I had the opportunity to return to Carnegie Mellon this week to lecture on archives and access, which was a real pleasure. My friend and former colleague, Jon Klancher, heard the talk and asked if I had plans to publish it. Unfortunately, I’m not in a position to do that now. But I thought it would be useful to lay out one strand of the talk in this post, in which I attempt to isolate what I take to be three basic critical gestures that are performed in both “traditional” and “iterative” literary criticism. These gestures are: pointing, circling, and naming.
Before giving examples of these three gestures, a few words about the procedures that make them possible, at least in the digital context: establishing a corpus, defining the limits of a single text, saying what will count as a token, and dividing these tokens (usually words or strings of words) into types.
As an example, I take some of the work we’re doing on the Mellon grant, Visualizing English Print (VEP), which is currently focused on a corpus of 1080 EEBO/TCP texts. We have begun to see some interesting patterns in this corpus, but the preparatory work can be outlined as follows. A group of texts is established: 1080 texts from the EEBO/TCP corpus, each over 500 words long, representing a selection of the full available contents in that corpus. The years represented in the sample range from 1530-1699.

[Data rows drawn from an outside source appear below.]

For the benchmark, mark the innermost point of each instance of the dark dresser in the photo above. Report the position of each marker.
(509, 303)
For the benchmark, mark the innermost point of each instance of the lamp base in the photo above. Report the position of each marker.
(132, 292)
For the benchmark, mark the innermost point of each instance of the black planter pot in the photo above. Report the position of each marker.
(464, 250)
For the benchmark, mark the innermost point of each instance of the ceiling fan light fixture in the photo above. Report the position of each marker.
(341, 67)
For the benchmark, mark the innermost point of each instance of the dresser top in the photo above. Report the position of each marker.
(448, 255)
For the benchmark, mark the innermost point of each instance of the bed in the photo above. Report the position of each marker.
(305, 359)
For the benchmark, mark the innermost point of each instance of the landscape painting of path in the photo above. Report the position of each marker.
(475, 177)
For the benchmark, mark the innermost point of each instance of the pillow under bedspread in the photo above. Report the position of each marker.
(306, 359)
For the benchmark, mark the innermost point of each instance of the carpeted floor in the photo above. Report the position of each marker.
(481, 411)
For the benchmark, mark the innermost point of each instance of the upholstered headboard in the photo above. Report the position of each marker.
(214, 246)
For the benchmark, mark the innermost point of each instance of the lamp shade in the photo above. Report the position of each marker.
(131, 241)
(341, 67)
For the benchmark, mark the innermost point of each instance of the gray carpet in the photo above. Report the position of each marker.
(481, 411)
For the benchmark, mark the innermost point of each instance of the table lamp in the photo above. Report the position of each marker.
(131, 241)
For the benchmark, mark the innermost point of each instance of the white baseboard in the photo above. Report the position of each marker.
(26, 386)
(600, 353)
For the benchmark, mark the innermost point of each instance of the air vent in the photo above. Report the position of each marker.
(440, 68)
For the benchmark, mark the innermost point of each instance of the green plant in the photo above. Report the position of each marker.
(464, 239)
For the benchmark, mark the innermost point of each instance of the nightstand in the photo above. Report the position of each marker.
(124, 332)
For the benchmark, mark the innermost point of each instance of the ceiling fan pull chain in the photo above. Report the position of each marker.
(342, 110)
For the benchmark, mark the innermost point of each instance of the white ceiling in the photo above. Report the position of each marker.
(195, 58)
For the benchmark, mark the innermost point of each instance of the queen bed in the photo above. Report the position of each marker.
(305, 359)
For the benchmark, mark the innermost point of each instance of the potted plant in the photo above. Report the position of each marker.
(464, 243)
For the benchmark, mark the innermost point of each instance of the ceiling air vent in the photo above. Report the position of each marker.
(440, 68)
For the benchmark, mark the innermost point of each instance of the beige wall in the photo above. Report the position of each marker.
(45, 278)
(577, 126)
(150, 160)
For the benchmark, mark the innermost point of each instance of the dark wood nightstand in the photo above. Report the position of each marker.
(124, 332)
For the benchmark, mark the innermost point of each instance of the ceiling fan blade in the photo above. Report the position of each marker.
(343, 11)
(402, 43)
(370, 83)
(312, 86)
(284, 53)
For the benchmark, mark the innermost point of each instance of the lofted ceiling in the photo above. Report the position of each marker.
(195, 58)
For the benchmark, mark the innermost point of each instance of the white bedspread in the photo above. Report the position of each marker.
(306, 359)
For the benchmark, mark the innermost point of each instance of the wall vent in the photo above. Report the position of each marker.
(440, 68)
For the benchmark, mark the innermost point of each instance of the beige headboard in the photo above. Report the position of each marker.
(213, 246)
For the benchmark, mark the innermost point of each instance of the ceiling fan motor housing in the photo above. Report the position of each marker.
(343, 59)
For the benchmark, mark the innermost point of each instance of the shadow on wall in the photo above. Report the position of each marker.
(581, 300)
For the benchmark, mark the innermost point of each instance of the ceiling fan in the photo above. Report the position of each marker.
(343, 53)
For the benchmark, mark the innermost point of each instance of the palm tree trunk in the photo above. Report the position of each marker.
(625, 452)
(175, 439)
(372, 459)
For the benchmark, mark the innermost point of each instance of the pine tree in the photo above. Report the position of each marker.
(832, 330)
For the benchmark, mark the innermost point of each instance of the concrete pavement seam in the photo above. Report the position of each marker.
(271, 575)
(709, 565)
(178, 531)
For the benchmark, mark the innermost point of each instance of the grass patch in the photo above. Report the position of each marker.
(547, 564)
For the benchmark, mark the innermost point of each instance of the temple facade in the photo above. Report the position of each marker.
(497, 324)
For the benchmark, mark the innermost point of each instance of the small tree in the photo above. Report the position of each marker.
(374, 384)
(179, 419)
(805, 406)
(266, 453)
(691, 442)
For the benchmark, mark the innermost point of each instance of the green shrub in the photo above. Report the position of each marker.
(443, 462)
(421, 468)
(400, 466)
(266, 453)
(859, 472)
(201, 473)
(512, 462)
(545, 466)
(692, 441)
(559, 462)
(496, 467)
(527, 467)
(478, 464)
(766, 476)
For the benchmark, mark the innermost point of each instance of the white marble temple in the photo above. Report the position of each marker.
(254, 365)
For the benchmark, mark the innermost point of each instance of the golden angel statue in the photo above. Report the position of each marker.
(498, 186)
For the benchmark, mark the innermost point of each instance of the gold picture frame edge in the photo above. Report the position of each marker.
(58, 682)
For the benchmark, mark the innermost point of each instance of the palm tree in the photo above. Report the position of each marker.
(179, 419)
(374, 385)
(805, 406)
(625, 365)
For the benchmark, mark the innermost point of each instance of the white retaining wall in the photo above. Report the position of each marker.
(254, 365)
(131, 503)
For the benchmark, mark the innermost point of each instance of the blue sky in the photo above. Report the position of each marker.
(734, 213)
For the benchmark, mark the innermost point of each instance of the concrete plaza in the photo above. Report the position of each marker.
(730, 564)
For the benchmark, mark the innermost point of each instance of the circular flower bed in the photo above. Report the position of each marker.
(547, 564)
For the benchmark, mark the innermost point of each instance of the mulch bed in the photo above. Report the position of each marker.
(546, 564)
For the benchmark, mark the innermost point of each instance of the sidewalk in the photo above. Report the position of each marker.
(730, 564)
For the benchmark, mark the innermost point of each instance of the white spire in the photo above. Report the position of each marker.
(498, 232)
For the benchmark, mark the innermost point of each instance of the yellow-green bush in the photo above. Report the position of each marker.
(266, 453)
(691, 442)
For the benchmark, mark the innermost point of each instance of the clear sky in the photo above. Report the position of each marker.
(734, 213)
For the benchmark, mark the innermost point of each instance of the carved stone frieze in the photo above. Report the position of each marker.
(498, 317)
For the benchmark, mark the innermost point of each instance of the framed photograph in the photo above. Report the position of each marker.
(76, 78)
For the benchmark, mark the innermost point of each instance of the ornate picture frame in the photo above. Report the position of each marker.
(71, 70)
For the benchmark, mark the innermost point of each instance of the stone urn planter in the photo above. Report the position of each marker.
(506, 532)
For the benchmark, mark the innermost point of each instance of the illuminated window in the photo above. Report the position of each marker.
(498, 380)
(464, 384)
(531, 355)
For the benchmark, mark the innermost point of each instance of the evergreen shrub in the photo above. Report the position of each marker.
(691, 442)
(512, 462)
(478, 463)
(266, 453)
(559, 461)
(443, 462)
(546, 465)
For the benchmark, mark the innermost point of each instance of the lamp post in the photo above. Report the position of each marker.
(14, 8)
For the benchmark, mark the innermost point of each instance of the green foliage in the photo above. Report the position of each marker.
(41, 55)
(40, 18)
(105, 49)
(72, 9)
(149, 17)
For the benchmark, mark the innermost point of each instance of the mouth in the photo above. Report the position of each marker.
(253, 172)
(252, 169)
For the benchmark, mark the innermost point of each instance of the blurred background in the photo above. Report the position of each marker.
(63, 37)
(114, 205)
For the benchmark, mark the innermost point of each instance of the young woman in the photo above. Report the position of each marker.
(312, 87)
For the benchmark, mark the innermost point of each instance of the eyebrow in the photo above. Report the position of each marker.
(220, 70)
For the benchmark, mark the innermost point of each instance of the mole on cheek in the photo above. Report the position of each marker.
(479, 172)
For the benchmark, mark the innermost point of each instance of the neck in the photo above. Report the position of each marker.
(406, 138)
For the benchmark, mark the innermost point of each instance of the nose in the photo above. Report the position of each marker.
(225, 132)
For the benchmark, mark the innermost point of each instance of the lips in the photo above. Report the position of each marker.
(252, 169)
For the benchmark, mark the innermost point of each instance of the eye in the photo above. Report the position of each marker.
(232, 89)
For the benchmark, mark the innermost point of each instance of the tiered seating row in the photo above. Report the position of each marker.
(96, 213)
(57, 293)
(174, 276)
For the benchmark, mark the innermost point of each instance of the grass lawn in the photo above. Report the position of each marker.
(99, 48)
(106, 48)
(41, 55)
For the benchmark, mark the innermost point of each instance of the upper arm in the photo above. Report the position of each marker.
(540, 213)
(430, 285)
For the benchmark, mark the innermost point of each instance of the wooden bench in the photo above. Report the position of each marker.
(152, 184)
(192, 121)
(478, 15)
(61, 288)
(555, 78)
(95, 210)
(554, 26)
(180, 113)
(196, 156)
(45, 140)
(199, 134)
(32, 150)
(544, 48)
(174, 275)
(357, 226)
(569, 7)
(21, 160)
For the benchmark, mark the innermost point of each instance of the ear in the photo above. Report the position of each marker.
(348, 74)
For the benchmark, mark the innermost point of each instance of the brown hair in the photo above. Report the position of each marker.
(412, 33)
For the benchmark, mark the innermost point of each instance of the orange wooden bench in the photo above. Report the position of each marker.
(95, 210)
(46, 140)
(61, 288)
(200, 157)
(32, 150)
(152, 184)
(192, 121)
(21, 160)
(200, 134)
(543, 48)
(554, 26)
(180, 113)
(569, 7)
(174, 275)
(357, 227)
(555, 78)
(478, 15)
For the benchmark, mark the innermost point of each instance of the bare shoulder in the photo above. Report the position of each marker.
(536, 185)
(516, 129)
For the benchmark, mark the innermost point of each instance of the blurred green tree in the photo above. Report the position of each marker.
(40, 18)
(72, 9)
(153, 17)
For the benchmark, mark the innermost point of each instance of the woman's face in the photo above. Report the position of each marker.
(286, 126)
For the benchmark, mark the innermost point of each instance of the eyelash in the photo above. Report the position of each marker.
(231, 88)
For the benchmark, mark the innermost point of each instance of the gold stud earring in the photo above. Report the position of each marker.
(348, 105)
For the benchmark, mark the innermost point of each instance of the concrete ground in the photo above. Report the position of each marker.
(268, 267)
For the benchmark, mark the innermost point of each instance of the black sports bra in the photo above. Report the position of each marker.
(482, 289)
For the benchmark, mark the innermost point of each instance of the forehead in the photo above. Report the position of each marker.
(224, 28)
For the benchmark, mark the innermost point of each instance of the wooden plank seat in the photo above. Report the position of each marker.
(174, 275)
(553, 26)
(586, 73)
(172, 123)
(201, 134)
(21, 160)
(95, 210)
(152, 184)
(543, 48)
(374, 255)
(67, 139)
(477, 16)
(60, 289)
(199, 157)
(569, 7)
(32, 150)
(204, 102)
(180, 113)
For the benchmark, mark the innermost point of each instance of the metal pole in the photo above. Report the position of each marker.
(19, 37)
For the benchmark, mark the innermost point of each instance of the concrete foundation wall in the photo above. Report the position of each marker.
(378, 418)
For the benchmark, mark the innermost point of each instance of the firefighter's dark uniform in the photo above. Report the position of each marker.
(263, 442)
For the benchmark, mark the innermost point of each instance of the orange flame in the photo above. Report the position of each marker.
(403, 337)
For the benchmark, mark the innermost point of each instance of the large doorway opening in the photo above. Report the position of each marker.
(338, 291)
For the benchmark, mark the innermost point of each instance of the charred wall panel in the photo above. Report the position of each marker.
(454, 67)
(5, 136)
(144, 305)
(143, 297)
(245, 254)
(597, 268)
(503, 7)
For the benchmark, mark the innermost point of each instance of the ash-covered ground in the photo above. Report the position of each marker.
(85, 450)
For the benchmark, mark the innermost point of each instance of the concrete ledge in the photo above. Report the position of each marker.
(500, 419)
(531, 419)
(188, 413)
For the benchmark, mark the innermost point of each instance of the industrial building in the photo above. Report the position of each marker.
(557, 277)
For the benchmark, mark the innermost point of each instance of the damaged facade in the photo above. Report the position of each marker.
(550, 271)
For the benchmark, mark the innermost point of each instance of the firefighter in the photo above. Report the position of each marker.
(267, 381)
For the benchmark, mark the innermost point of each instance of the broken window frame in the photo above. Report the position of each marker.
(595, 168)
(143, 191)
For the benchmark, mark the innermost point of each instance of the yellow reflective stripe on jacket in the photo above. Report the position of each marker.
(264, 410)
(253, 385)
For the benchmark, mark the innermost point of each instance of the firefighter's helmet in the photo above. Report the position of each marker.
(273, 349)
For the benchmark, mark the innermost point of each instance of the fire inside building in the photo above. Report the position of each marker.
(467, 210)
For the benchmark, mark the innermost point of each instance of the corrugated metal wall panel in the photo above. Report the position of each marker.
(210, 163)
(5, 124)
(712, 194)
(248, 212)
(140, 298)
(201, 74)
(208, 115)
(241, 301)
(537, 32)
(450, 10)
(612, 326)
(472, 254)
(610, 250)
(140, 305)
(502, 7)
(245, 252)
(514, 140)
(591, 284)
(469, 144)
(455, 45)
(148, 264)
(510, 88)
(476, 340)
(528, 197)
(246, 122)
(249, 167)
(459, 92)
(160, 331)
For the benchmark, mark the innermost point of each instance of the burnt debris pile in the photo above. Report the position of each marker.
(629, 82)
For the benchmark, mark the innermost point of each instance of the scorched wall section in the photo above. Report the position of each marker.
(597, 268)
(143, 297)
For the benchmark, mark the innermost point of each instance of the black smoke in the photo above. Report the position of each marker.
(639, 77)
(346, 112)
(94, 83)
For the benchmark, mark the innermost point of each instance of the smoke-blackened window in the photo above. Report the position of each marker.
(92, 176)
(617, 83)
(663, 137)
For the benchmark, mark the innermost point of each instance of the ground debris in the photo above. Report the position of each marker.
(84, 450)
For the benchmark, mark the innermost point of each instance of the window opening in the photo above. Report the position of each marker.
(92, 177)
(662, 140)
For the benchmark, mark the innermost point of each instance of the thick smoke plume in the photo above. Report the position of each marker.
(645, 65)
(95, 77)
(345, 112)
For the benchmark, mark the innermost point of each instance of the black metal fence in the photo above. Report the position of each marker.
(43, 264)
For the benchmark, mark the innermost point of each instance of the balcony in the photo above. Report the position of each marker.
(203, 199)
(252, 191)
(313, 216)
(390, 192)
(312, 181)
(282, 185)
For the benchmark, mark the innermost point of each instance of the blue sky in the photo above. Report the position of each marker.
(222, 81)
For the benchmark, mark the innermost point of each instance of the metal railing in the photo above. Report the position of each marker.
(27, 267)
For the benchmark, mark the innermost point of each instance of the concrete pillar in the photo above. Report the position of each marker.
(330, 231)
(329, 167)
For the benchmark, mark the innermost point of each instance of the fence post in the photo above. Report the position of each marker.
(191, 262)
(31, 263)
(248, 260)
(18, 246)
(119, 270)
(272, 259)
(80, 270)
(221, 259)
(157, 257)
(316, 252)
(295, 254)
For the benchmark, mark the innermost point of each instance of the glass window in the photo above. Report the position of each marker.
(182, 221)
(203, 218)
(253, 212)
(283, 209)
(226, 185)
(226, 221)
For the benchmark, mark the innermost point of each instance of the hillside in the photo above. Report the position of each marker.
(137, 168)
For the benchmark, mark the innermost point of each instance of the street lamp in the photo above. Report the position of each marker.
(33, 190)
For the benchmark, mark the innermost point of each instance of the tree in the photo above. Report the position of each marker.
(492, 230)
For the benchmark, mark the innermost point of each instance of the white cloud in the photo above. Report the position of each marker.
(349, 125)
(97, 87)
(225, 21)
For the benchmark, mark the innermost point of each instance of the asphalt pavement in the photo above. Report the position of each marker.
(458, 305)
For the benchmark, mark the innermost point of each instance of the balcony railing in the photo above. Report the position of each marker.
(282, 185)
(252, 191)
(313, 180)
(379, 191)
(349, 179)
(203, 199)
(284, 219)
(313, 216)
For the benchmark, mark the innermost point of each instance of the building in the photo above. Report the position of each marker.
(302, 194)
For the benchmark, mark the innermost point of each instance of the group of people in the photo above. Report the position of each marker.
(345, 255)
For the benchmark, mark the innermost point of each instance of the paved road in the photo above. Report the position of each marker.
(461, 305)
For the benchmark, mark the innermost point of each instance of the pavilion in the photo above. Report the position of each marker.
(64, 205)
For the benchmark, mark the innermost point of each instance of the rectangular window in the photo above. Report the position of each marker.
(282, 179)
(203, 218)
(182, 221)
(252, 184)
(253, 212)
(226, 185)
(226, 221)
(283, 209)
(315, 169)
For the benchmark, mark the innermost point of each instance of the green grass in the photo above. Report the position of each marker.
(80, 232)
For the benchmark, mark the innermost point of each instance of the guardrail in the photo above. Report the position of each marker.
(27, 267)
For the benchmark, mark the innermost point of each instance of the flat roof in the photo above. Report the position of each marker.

The boundaries and contents of individual texts must also be established: we take each of the items in the corpus and treat the transcribed contents as stable, relying on the manual process of transcription to render the wayward glyph stream that is early modern print into an iterable, stable series of characters. The boundaries of the physical document are now the boundaries of a digital text that, among other things, can be addressed as a container of words.
Next we consider each text as a collection of tokens – words or strings of words – that can be aggregated into subgroups of types. This is a motivated process, since no text will tell you how to group its contents. The decision to group certain tokens into types is just that: a decision, or motivated judgment based on a set of interpretive criteria whose result – words grouped into types – is a tokenization scheme. (One can use each word as a type, but that is simply a limit case.) If the tokenization scheme is that of Docuscope, we will be working with the familiar series of types that Jonathan Hope and I advert to in our analyses: FirstPerson, CommonAuthority, etc.